11 dead after Russian missile attack on Kramatorsk restaurant

The Kremlin stated that Russian troops only struck targets with a military connection, but on Wednesday the death toll from a Russian missile assault on a restaurant in eastern Ukraine reached 11, including children.

The newest catastrophe occurred as German Chancellor Olaf Scholz said that while the Wagner mercenary group’s mutiny had damaged Russian President Vladimir Putin, the long-term effects of the uprising were yet unknown.

The attack on the Ria Pizza restaurant in the Kramatorsk town left at least 56 people wounded, including three children.

In one of the main eastern towns that is still under Ukrainian control, the restaurant was well-liked by both troops and journalists.

Injuries to 56 individuals, including one kid, were reported by Ukraine’s emergency services on social media. “Eleven bodies, including three children, have been pulled from the rubble.”

Terrible and really depressing

President Volodymyr Zelensky said that a person who planned the assault had been detained in Ukraine. In his nightly speech to the country, Zelensky said that anybody who aids Russian terrorists in destroying lives “deserves the maximum penalty.”

Galyna, a military medic, claimed to have been nearby when the restaurant was attacked.

She said, “We were in an apartment and we heard an explosion,” adding that there were many wounded people there.

I am not shocked that a missile came here, even though it is terrible and incredibly sad. You may go there for a delectable meal and a cup of coffee.

I have sat there many times myself.

Moscow, though, insisted that it had solely attacked Ukrainian military installations.

Dmitry Peskov, a spokesperson for the Kremlin, said that only targets connected to military infrastructure were struck.

He said, “The Russian Federation does not conduct attacks on civilian infrastructure.

“Pariah Across the Globe”

German Foreign Minister Scholz said that Yevgeny Prigozhin’s failed uprising, generally seen as the strongest challenge to Kremlin power in decades, will “certainly have long-term consequences in Russia.”

“It shows that the autocratic structures, the power structures, have cracks and he in no way sits as firmly in the saddle as he always claims,” said Scholz to public television ARD.

However, I don’t want to speculate on how long he’ll hold that position since we are unsure of the answer.

US President Joe Biden said in Washington that it was too soon to determine if Putin had been weakened by the failed uprising of the Wagner group.

It’s difficult to say, Biden said to reporters on Wednesday. In Ukraine, though, and “at home,” he is “clearly losing the war.”

In his short comments, Biden noted that Putin is now “a pariah around the world.”

Putin said that he “didn’t doubt” that he had the backing of Russians during the mutiny at a meeting with the governor of the southern Russian region of Dagestan, which was shown in part on state television on Wednesday.

“A POSSIBLE THREAT”

The Russian army and Wagner had been engaged in a bitter dispute for months, with Prigozhin accusing the generals of mishandling the Ukrainian attack and causing tens of thousands of Russian casualties.

According to a Wall Street Journal story published on Wednesday, Prigozhin intended to arrest the leaders of the Russian military during the revolt, but they were alerted to his plot and managed to escape.

The mutiny had no effect on the combat, according to Kyiv.

Prigozhin regrettably gave up too soon. Therefore, there was no time for this demoralizing impact to reach the Russian trenches, according to a video interview with Ukrainian Foreign Minister Dmytro Kuleba that was released on Wednesday.

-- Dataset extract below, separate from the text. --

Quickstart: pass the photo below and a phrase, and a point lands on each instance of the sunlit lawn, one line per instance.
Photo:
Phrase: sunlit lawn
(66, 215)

With widespread deaths on both sides and a mounting civilian toll, the deadly battle has been raging for sixteen months.

Polish President Andrzej Duda issued a warning about Wagner forces stationed in the Moscow-allied neighboring country a day after Belarus welcomed Prigozhin into exile.

During a visit to Kyiv, Duda told reporters that it was “difficult for us to exclude today that the presence of the Wagner Group in Belarus could pose a potential threat to Poland, which shares a border with Belarus, a threat to Lithuania… as well as potentially to Latvia.”

On Wednesday, Lithuania announced that it had purchased two NASAMS air defense launchers for Ukraine and would deploy them in three months.